Ai herself has yet to make any decisions about her future as she wishes to continue devoting herself to Vietnamese shooting but also wants to pursue academic programmes in Japan.
However there are still three years left before Ai turns 18, therefore the HCM City shooting needs to promptly make a choice between offering incentives to convince Ai to pursue her sports career and letting go of the athlete in order to invest in other athletes who will devote themselves to long-term competition.
The interval as an athlete will be an interesting experience for Iwaki Ai if she decides to study overseas.
The same can be said for chess prodigy Nguyen Le Cam Hien, an eight-year-old girl who competed in Greece and overcame other international opponents to become the first Vietnamese female player to win the world U-8 chess title.
Cam Hien was born in a family of chess tradition, with an international-master father and a chess-master mother.
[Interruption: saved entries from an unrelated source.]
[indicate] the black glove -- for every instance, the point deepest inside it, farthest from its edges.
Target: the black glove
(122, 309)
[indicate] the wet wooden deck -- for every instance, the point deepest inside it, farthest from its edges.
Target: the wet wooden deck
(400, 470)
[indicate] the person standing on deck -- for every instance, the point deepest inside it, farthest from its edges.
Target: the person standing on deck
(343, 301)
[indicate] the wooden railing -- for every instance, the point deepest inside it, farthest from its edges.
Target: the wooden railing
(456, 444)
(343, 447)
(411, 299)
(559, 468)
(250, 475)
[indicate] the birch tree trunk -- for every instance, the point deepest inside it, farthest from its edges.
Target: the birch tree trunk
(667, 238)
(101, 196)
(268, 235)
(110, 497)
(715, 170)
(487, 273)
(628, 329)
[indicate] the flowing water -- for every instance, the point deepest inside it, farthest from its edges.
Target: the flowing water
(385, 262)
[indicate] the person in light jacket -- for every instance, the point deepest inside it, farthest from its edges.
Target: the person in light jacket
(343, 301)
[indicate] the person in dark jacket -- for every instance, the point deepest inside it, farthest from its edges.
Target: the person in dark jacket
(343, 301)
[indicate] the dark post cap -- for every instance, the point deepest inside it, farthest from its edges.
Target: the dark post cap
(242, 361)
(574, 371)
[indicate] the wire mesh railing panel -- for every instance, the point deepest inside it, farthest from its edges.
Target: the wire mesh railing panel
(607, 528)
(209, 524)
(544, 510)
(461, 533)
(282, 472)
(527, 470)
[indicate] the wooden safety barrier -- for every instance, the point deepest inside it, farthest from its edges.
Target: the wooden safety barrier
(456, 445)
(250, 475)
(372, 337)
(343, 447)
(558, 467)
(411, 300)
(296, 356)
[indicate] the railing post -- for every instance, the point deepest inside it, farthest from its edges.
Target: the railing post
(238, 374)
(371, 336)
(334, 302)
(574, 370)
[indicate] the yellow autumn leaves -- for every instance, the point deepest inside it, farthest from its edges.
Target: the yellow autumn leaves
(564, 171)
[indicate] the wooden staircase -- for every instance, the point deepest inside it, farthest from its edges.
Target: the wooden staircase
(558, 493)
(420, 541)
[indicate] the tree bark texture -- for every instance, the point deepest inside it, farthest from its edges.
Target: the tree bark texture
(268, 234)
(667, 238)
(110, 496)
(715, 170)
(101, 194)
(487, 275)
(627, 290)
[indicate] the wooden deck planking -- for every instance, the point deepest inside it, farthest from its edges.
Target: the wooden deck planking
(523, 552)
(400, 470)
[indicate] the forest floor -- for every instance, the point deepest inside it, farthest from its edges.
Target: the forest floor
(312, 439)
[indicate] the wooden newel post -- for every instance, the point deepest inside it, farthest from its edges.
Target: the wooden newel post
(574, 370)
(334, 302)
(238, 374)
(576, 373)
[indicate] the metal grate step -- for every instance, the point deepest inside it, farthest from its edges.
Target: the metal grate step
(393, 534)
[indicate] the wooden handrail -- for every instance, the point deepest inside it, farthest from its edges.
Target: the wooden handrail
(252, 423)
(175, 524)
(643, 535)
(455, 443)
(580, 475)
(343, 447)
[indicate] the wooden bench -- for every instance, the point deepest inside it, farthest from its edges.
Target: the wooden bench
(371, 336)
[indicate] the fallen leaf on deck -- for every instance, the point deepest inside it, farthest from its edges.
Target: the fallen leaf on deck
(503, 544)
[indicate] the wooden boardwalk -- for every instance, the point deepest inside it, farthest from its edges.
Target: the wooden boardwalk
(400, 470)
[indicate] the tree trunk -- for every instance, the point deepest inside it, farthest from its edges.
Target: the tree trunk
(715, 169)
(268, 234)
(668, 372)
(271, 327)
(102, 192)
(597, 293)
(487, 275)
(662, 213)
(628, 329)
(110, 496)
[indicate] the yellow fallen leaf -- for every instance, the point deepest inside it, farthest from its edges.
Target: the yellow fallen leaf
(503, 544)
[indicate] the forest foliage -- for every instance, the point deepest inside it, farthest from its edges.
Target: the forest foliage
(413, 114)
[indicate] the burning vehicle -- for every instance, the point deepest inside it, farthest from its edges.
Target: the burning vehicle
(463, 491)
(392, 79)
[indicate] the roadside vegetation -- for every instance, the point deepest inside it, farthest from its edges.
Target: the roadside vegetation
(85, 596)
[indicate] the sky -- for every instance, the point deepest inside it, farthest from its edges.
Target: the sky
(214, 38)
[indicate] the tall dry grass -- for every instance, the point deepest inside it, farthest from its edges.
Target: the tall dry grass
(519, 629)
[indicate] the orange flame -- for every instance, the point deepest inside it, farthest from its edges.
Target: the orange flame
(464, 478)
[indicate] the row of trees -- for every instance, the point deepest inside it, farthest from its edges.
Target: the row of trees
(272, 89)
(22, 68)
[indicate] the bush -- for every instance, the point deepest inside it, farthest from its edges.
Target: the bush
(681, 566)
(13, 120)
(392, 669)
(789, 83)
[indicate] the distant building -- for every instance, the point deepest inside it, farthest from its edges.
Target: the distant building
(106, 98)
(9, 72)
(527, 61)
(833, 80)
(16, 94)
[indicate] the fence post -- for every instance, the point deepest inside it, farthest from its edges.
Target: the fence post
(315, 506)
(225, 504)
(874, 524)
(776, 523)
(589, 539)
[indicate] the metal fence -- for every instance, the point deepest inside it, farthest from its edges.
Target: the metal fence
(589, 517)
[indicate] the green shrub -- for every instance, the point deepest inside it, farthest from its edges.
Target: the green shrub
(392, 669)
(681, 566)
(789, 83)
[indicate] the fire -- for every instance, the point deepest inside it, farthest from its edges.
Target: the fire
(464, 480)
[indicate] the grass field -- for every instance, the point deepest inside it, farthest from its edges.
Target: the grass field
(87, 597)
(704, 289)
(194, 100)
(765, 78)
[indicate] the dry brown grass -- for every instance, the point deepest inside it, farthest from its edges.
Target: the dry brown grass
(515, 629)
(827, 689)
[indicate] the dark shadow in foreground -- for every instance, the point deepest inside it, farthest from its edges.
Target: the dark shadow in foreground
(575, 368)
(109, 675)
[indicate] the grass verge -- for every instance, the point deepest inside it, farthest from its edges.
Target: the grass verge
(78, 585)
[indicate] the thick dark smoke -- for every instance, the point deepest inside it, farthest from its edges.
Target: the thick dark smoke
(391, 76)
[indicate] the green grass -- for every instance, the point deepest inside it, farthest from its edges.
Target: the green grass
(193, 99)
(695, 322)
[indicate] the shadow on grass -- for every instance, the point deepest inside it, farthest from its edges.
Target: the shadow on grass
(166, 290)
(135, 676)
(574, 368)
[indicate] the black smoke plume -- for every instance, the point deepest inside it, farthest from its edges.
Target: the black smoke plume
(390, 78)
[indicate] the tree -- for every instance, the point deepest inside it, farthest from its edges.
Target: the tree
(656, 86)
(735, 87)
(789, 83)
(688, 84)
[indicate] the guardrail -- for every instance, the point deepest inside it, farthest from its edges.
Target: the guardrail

Proud as they are of their talented daughter, Hien’s parents are worried about the financial cost to help their daughter fully develop her chess potential.
Right after Hien’s talent was discovered, financial investments from her family and her managing unit in Quang Ninh province still remained limited, only just covering traveling and accommodation expenses.
The stories of Iwaki Ai and Nguyen Le Cam Hien indicate that discovering and selecting promising faces is hard but that fostering and developing them into real talents is much more difficult.
Young athletes with special talents should receive adequate investments because it will take years for Vietnamese sports to see such “prospective seeds”. The New Year often drives people to dream of noble things.
The outstanding achievements made by Vietnamese athletes sponsored under the current level of investments have triggered a strong belief in a generation of young talents promising to improve the stature of Vietnamese sports on the international arena.